Danach ging es mit vollen Mägen ins Institute of the Future (IFTF) in Paolo Alto. Unser Host Sean Ness zeigte der Gruppe anhand aktueller Beispiele auf, dass niemand eine Zukunft voraussehen kann – jedoch lassen sich Zukunftsszenarien skizzieren. Dies kann Firmen helfen beim Erkennen, wie sich ihr Ökosystem in den nächsten Jahren verändern wird. Beispielsweise erwähnte er das um 1907 lange sicher geglaubte Transportmittel mit Pferd. Plötzlich kam ziemlich unerwartet ab 1908 das Auto auf und innerhalb 14 Jahren waren zwei Millionen Autos auf dem Markt. Was tut ein Kutscher oder ein Pferdepfleger in dieser Situation am besten? Genau – sich auf die neue Nachfrage einlassen und dort Marktlücken schliessen. Hierbei war wichtig zu verstehen, dass Daten aus der Vergangenheit nur eine schwache Aussage zur Zukunft geben können. In einer anderen Vorlesung lernte die Gruppe, dass im Silicon Valley nur 70% aller Entscheide mit vorhandenen Daten gefällt werden.
Der Begriff eines Market Researchers, welcher sich mit der Vergangenheit befasst und Datenpunkte in die Zukunft zu extrapolieren versucht, steht dem eines Future Researchers gegenüber. Der Futuristiker kann Modelle, wie zum Beispiel das «two-curve framework» anwenden. Damit lässt sich aufzeigen, wohin sich eine Industrie entwickeln kann. Dieses Framework bedient sich einerseits an Daten, was das Unternehmen bis dato gemacht hat und versucht zu prognostizieren, was aus diesem Geschäft werden könnte. Zudem entwickelt es auf der zweiten Achse eine These, wie sich die Industrie verändern könnte (meist sehr hypothetisch, aber umso wertvoller). Beide Kurven zeigen nun einer Unternehmung, welche möglichen Entwicklungen sich ergeben können (ohne Voraussagen). Nun kann sich die Geschäftsleitung dafür oder dagegen entscheiden, einen solchen Weg einzuschlagen. Wann es der richtige Zeitpunkt ist, auf Trends und mögliche Veränderungen zu setzen, ist die zentrale Fragestellung.

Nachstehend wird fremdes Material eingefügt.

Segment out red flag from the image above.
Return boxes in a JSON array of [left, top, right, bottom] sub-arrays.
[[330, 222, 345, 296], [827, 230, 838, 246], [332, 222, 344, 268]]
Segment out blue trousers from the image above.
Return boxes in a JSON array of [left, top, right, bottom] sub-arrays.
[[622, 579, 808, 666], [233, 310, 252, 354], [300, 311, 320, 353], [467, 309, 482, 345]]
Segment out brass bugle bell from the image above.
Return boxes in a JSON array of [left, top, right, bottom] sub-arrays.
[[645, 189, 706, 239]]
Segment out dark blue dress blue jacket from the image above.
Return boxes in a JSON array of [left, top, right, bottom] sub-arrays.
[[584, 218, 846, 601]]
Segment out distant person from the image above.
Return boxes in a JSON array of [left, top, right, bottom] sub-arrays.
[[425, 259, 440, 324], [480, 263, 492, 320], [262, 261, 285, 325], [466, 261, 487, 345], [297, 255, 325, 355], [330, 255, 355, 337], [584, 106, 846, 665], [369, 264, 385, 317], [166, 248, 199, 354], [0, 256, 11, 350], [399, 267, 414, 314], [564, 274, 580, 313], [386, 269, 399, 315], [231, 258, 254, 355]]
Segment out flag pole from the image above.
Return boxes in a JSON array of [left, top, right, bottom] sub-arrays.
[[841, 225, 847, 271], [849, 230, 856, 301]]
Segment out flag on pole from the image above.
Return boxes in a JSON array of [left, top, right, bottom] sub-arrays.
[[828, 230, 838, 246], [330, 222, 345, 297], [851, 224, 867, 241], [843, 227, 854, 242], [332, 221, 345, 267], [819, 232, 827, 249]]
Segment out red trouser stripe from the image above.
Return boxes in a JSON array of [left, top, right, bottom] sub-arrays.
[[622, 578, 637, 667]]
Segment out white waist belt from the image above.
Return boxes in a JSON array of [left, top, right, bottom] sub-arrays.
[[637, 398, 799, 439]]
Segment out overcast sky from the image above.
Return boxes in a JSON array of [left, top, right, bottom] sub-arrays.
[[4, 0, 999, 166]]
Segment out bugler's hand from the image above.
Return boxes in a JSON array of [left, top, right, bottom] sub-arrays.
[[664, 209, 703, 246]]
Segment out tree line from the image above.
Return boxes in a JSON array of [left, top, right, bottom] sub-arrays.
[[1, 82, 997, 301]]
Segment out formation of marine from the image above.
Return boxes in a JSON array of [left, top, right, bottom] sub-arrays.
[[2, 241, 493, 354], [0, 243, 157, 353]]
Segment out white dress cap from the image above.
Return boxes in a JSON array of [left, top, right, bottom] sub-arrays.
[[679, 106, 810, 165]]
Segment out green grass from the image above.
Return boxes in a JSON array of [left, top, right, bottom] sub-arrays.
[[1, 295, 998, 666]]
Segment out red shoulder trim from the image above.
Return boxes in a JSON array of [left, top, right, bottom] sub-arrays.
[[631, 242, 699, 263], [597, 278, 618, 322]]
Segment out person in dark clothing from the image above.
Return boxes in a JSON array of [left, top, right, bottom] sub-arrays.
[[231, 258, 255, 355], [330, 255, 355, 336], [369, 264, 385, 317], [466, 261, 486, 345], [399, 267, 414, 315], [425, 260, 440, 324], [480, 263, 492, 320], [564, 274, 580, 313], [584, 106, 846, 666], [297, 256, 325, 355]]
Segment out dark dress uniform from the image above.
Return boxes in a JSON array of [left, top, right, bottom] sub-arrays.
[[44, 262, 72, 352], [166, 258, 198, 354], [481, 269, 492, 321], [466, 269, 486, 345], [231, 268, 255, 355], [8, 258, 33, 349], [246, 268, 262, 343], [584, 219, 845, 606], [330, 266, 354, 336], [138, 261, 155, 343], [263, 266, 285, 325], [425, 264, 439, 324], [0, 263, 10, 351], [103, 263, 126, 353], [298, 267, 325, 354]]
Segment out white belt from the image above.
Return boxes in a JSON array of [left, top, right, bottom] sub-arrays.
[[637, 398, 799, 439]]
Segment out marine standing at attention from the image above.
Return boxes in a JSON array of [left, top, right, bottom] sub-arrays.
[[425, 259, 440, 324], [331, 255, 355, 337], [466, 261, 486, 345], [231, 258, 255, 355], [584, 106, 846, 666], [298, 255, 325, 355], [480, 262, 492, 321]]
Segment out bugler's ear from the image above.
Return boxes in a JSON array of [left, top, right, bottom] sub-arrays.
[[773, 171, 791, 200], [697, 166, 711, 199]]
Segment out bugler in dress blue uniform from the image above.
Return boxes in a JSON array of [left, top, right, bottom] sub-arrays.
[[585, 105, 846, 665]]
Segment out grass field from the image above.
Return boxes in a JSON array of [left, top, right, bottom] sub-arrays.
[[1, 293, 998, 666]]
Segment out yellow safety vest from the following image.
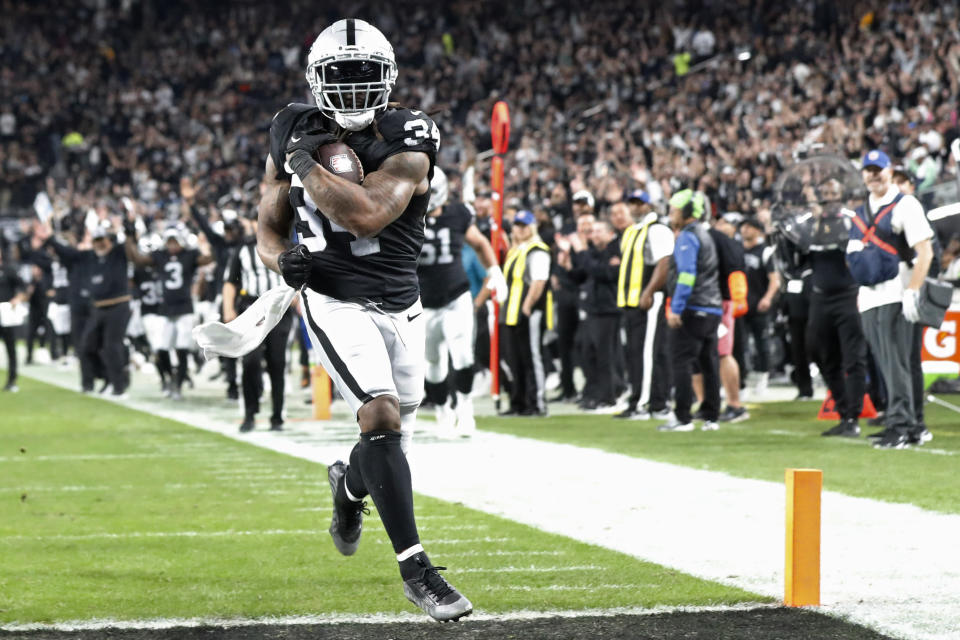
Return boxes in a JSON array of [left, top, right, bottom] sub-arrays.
[[617, 221, 652, 307], [503, 239, 550, 326]]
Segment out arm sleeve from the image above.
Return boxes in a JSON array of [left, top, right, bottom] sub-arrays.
[[189, 205, 226, 249], [670, 230, 700, 315], [226, 251, 242, 288], [48, 239, 83, 265]]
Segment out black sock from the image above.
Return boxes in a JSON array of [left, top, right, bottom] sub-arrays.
[[176, 349, 190, 387], [357, 429, 419, 554], [156, 350, 172, 382], [344, 441, 368, 500], [399, 550, 432, 581], [424, 380, 448, 407], [453, 367, 474, 395]]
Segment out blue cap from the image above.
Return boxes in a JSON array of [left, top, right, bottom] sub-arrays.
[[626, 189, 650, 203], [862, 149, 891, 170], [513, 210, 536, 226]]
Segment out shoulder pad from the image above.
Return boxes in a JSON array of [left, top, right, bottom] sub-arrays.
[[269, 103, 320, 180], [375, 107, 440, 159]]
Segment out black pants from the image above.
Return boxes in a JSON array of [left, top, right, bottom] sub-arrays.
[[623, 304, 671, 411], [26, 297, 50, 363], [787, 314, 812, 396], [910, 322, 925, 426], [742, 311, 771, 373], [554, 300, 580, 397], [501, 311, 545, 414], [581, 314, 620, 405], [71, 302, 97, 391], [242, 309, 293, 420], [82, 302, 131, 394], [671, 310, 721, 424], [1, 325, 17, 387], [807, 291, 866, 421], [474, 303, 490, 371]]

«we cannot wait for the data anymore; we need to anticipate – or we are too late”
Nach einer aufschlussreichen Session im IFTF geht’s weiter in Richtung San Jose.

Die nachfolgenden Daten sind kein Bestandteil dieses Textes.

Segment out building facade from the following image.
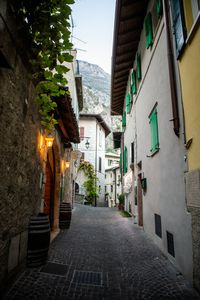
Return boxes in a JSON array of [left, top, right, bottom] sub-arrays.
[[174, 0, 200, 291], [111, 0, 193, 282], [76, 114, 110, 206], [0, 2, 82, 288], [105, 152, 121, 207]]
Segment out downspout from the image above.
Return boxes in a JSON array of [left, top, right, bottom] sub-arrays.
[[164, 0, 180, 137]]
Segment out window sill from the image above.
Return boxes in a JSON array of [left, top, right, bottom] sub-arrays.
[[147, 148, 159, 157], [186, 11, 200, 44]]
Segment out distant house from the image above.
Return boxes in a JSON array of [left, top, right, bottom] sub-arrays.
[[76, 114, 110, 206], [111, 0, 193, 282], [105, 152, 121, 207]]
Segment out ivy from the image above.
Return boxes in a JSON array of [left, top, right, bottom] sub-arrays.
[[78, 161, 99, 205], [11, 0, 75, 131]]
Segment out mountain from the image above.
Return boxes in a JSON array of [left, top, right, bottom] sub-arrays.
[[78, 60, 121, 151]]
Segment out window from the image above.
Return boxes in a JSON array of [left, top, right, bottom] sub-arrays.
[[183, 0, 200, 34], [117, 174, 121, 182], [131, 142, 134, 163], [126, 93, 131, 114], [108, 159, 112, 166], [123, 146, 127, 174], [156, 0, 163, 17], [167, 231, 175, 257], [99, 157, 102, 172], [111, 185, 113, 193], [81, 152, 85, 161], [99, 128, 102, 147], [79, 127, 84, 140], [110, 173, 112, 178], [170, 0, 186, 57], [149, 107, 159, 154], [191, 0, 200, 19], [136, 53, 142, 80], [131, 70, 137, 94], [145, 12, 153, 49], [122, 111, 126, 127], [152, 0, 163, 34]]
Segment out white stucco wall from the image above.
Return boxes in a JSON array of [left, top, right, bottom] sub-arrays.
[[77, 117, 106, 205], [122, 8, 193, 281]]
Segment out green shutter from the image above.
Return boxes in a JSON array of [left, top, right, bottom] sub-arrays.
[[123, 146, 127, 174], [126, 93, 131, 114], [145, 12, 153, 49], [149, 109, 159, 153], [170, 0, 185, 57], [156, 0, 163, 17], [136, 53, 142, 80], [131, 70, 137, 94], [122, 111, 126, 127]]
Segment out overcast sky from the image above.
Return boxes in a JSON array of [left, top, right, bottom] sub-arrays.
[[71, 0, 116, 74]]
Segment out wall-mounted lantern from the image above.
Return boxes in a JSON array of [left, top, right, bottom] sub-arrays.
[[85, 139, 90, 149], [65, 161, 70, 169], [45, 136, 54, 148]]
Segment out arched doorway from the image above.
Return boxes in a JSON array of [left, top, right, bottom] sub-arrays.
[[44, 149, 55, 230], [43, 142, 61, 232]]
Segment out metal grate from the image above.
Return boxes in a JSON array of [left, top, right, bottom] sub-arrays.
[[167, 231, 175, 257], [72, 270, 102, 286], [40, 262, 68, 276]]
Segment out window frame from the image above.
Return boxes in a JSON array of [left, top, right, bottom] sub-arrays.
[[149, 106, 159, 155]]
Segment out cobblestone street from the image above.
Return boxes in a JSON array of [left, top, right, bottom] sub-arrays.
[[3, 204, 200, 300]]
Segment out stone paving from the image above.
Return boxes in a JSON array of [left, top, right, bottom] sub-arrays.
[[3, 204, 200, 299]]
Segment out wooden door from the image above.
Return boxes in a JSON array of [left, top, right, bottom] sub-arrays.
[[44, 156, 54, 229]]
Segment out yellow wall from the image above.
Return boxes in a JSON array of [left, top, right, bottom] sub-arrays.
[[179, 27, 200, 170]]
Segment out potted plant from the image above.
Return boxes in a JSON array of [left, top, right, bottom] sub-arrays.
[[118, 193, 125, 211]]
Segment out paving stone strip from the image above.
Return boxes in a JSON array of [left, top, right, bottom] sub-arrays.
[[3, 204, 200, 299]]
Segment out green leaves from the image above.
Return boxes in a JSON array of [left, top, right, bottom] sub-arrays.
[[12, 0, 75, 131], [78, 161, 99, 204]]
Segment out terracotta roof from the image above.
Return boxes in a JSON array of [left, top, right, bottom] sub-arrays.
[[111, 0, 148, 115], [79, 114, 111, 137], [56, 96, 80, 144]]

Der letzte Punkt auf dem Tagesprogramm vor dem Abendessen führte uns in eine Coworking Space in San Jose. Hier trafen wir auf das Team von Anchain.AI, das sich der Sicherheit, dem Risikomanagement und den Compliance-Themen rund um die Blockchaintechnologie verschrieben hat. Das Unternehmen wurde vor rund 14 Monaten gegründet und hat bereits die zweite Finanzierungsrunde erreicht (und erfolgreich zwei Mio. Dollar für sich gesichert)
Brandon Potts erklärt uns anhand der Hardware (Mainfraims), Middleware (Desktopcomputer) und Software (z.B. Betriebssysteme) die Lösungsansätze von Blockchain am Beispiel der Finanzindustrie (am Beispiel einer kommerzellen Bank). Obwohl das Öko-System einer Blockchain grundsätzlich als vertrauenswürdig gilt, gibt es auch hier Compliance und Risikothemen. Anchain AI setzt sich mit ihrer Softeware dafür ein, dass ein Anbieter oder eine Blockchain Exchange den Fluss von einzelnen Blockchains besser verstehen kann und allenfalls Unregelmässigkeiten besser (oder früher) erkennt. Als Nebeneffekt können so auch Frühindikatoren für Traders erkannt werden. Das abschliessende Q&A in der Runde zeigt einmal mehr, wie komplex die Materie ist und es immer noch Ungereimtheiten im System gibt. Die Gründer sind mit voller Leidenschaft daran, ihre Software weiter zu vermarkten – ein weiteres spannendes Projekt aus dem Mikrokosmos Silicon Valley.